Navigation Center Director Dan Williams also highlighted the issue of housing and corresponding misconceptions about the Navigation Center in his interview with the Northwest Asian Weekly.
“At the time and establishment of the Nav”—the Navigation Center—“we all experienced and noticed that housing had become unaffordable for too many in the metro area, causing many folks to become homeless,” Williams said. Like A.J., he said that there was a specific subset of people who did not want to go to a traditional shelter and who preferred to live in encampments, for a variety of reasons. Homelessness had continued to grow exponentially, and resources had been decreasing, Williams said.
This has not changed. According to the U.S Department of Housing and Urban Development (HUD) Point-in-Time Count data released earlier this year, the homelessness crisis has gotten worse. Readers should note that according to a 2017 report by the National Homelessness Law Center, the HUD’s count significantly underestimates the number of people experiencing homelessness in the United States. It is unclear whether this has changed.
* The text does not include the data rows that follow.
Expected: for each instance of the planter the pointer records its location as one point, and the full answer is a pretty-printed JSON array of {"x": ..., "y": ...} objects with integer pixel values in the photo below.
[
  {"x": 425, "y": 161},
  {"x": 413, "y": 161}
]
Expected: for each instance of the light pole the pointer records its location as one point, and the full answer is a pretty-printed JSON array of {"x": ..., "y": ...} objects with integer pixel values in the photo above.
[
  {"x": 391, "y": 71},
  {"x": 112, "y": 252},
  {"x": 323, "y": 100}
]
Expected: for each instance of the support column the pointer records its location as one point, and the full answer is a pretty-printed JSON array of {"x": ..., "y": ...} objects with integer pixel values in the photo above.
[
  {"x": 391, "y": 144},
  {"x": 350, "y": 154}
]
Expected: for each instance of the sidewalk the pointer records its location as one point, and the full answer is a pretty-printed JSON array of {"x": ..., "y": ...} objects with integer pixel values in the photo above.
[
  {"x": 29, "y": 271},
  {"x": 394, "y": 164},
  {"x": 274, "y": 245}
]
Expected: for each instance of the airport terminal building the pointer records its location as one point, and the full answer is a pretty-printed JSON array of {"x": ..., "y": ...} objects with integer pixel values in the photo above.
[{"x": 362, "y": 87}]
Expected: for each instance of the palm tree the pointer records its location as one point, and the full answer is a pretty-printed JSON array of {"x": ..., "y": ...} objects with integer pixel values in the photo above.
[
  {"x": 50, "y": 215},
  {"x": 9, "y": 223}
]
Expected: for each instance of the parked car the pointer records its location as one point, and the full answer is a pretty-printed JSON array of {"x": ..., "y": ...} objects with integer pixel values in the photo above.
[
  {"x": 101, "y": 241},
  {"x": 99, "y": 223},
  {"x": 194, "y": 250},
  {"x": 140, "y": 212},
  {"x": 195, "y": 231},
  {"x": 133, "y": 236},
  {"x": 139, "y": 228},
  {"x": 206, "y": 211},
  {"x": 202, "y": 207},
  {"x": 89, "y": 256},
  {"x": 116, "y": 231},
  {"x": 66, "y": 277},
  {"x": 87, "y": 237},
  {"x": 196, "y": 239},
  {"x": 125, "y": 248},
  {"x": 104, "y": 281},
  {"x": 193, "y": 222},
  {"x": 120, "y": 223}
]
Williams did not pretend that the Navigation Center was the answer to the crisis, but he did push back against the idea that it is easy to get out of homelessness, once a person is in it, and that it is simply a matter of willpower. Every situation is unique, he said, and the problem has been compounded by the increasing opioid epidemic—none of which has been caused by the Navigation Center or exacerbated by it.
“Issues with open-air drug dealing and use in that area actually precedes the Nav by decades,” Williams said. “And for me, it’s really unfortunate that the attention is so focused on the Nav, but less so on looking into the root causes and correlations of the long-term, systemic issues that has created the landscape for this larger problem to prevail in the area.”
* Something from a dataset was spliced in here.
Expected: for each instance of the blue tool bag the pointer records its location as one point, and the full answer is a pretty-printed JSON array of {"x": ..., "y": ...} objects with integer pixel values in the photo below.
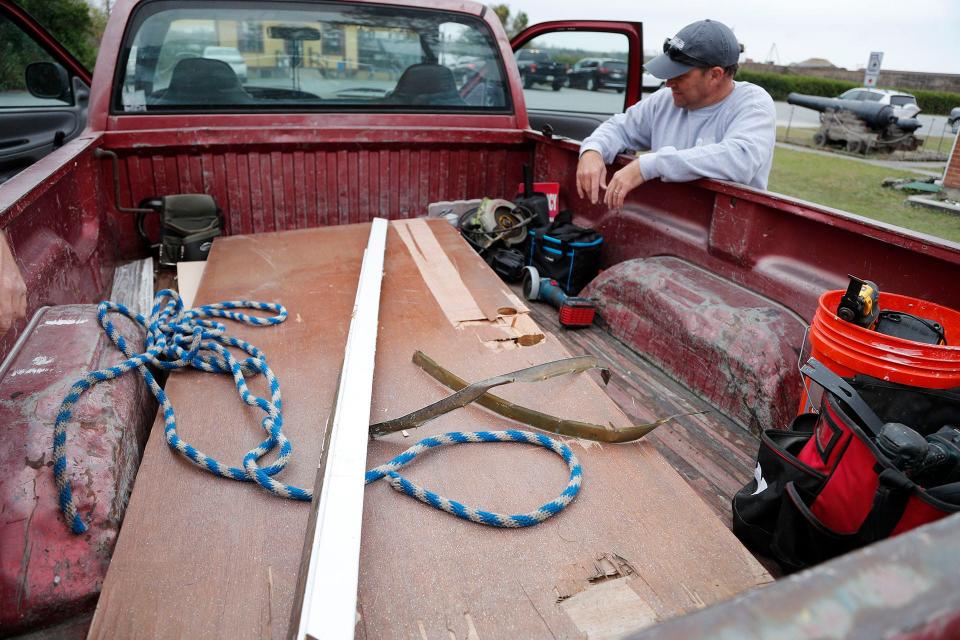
[{"x": 565, "y": 252}]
As for moving the center, Williams said that the current location was never meant to be permanent, and that DESC has always been prepared to eventually move the center. He also said that a change of location may increase safety for the center’s staff.
“With all of the recent shootings, and the staff running out to save lives, and the opioid epidemic—it has actually created a quite challenging dynamic for safety for the staff at the Nav,” Williams said. “We would really like to continue doing the work. But we do understand that safety has also been a major issue for us, and our staff and trying to find creative ways to keep them safe.”
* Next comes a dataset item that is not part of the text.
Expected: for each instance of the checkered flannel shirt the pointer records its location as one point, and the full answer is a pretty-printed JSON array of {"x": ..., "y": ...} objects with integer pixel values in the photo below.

Williams also said that the Navigation Center’s staff has recently been pursuing other pathways for permanent housing and ongoing wraparound services, given the rise in opioid use and mental health disorders.
While the median length of stay at the Navigation Center is 3.5 months, this varies dramatically by person, Williams said. Peratrovich’s own situation shows this, too. The waiting list for housing can go on for years, Williams said, particularly when there is such a shortage. Finding affordable housing in and around a city as expensive as Seattle is almost impossible, particularly when people make just a few hundred dollars per month.
A.J. has strong feelings about the City of Seattle’s approach to people experiencing homelessness—specifically, the fact that the City “sweeps” people, and leaves them no place to go.
“I don’t know what the city has in mind. But if they want to continue displacing people from camps every day of the week, they need more and better places to go,” A.J. said.
The Northwest Asian Weekly repeatedly tried to get in contact with both a neighbor of the Navigation Center and a vocal opponent of it, but neither responded to requests for comment or interview.